4 Text mining of multispecies interactions in published literature
The following workflow (4.1) is defined to explore the use of available text mining tools to mine published events of interaction between species. First, a comprehensive search phase looks to gather the most amount of potential articles to mine for species interactions. The second phase involves the analysis and classification of the downloaded articles based on the similarity and frequency of words mentioned in the article text. Additionally, specific entities such as scientific names, geographical locations or person names can be automatically identified and extracted from the article text. Posible product outputs from this workflow correspond to summarized versions of the text, a model to classify articles based on the particular words denoting the presence of a multispecies interaction, automatic taxonomic identification of species present in the text and an estimate of the geographical scope of the article, based on the detection and geocoding of geographical names.
4.1 Search phase
Articles in ecology are usually found in academic web databases (Appendix Table 3). Such databases provide different ways to access to the information, perhaps the most common way to access to them is through a user interface on the internet. A researcher will type some keywords of interest and the database will return a list of results matching the query terms (keywords). Academic web search engines usually provide results based on the title, abstract or a few keywords. Therefore, they are unlikely to discriminate the presence of interactions in the results provided. General web academic searches may produce thousands of often unrelated articles (Figure 4.2). In the other hand, the inclusion of many keywords will results in and underrepresentation of the available literature on the topic of interest. The first step towards gathering information on species interactions is to identify those sources and databases which hold ecological literature.
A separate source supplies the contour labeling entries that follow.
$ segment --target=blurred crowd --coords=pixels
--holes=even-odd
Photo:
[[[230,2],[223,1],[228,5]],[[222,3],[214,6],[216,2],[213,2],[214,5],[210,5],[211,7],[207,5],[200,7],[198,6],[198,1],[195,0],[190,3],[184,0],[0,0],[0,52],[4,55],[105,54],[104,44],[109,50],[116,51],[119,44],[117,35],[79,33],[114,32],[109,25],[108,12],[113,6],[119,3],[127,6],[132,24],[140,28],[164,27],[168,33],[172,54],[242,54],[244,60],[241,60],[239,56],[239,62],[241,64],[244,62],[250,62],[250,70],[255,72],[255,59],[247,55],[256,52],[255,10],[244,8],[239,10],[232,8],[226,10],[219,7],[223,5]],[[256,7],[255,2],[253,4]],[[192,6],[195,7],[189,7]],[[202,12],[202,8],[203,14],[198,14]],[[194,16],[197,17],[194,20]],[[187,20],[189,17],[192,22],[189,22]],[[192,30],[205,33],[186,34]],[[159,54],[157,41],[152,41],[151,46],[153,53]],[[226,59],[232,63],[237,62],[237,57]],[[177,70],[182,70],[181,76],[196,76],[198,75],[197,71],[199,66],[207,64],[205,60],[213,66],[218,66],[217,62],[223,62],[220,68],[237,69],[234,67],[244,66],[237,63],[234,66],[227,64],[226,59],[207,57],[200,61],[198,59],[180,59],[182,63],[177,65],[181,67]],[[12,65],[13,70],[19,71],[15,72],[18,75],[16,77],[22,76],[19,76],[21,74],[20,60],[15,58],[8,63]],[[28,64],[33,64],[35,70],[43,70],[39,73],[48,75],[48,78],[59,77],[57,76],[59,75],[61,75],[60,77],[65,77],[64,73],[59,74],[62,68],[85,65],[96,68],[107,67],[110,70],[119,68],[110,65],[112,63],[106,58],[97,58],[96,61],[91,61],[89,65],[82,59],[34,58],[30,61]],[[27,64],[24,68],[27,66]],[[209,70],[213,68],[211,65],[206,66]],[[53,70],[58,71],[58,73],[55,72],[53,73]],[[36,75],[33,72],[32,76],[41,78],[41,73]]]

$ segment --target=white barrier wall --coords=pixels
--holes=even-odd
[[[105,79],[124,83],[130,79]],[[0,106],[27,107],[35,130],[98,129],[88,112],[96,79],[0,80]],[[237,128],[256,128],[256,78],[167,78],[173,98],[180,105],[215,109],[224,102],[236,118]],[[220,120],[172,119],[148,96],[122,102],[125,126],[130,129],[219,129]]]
Figure 4.2 shows the imprecision of articles retrieval relying only upon an initial search terms query. Time was spent to read and manage 30% of those articles retrieved only to find out that there are not any mentions of species interaction related to frugivory. This time could have been well spent in other research tasks such as data analysis or writing. In addition, the plots show only the presence of a frugivory interaction in the text regardless of taxa or geographic region, which are additional pieces of information key to classify documents based on the interest of the researcher (e.g. bat - fruit interactions in Colombia). Additional keywords can be included in the initial query (e.g. bat; Colombia) but this will most likely cause additional noise in the query results and it will require repetitions of queries including different combinations of keywords.
4.1.1 Programmatic queries and downloads
A typical literature review from a researcher in ecology usually involves the following steps: 1) go to the database webpage (e.g. Web of Science); 2) type the keywords; 3) navigate through the results output (usually of 10 - 20 articles per page); 4) select the article to download (based on the title, authors or a preview of the abstract); 5) download the article (if there is a fulltext version available or if he/she has credentials); 6) Read the article; 7) Keep of discard after reading (or screening) it; 8) Repeat. This process, aside from being time-consuming, has several flaws. The whole process is difficult to record, vaguely reported and dependent on the query abilities and credentials of the researcher. This makes literature reviews, inefficient, unreproducible, potentially biased and very susceptible to human error. Not all databases allow batch downloads articles in a machine readable format. Being this especially true for the largest scientific publishers (Elsevier, Wiley, Thomson Reuters) (LIBER 2014).
Open-Source databases usually provide API’s. Querying and downloading articles via API’s is a more much efficient process, but it requires some knowledge in SOAP (Simple Object Access Protocol) internet protocols to exchange data through the internet. Accessing a database through API’s significantly reduces clicking time as search (sometimes downloads) can be performed with a few lines of code. Scientific publications are indexed on the internet with a DOI (Digital Object Identifier). This identifier is unique to each publication and remains constant independent of the article URL, making it useful when managing articles downloaded in batch. Moreover, some API’s allows the direct download of the article by parts like only the figures, or just the main body of text. A direct download text is more useful than downloading PDF documents because the text downloaded is already machine readable, allowing to a direct incorporation from the search to posterior text mining and machine learning procedures. The fulltext
(Chamberlain 2016) is a package developed within the RopenSci initiative. According to its authors, its goal is to act as a “single interface” of other R packages which allows the retrieval of fulltext data from scholarly journal articles, focusing in open access journals.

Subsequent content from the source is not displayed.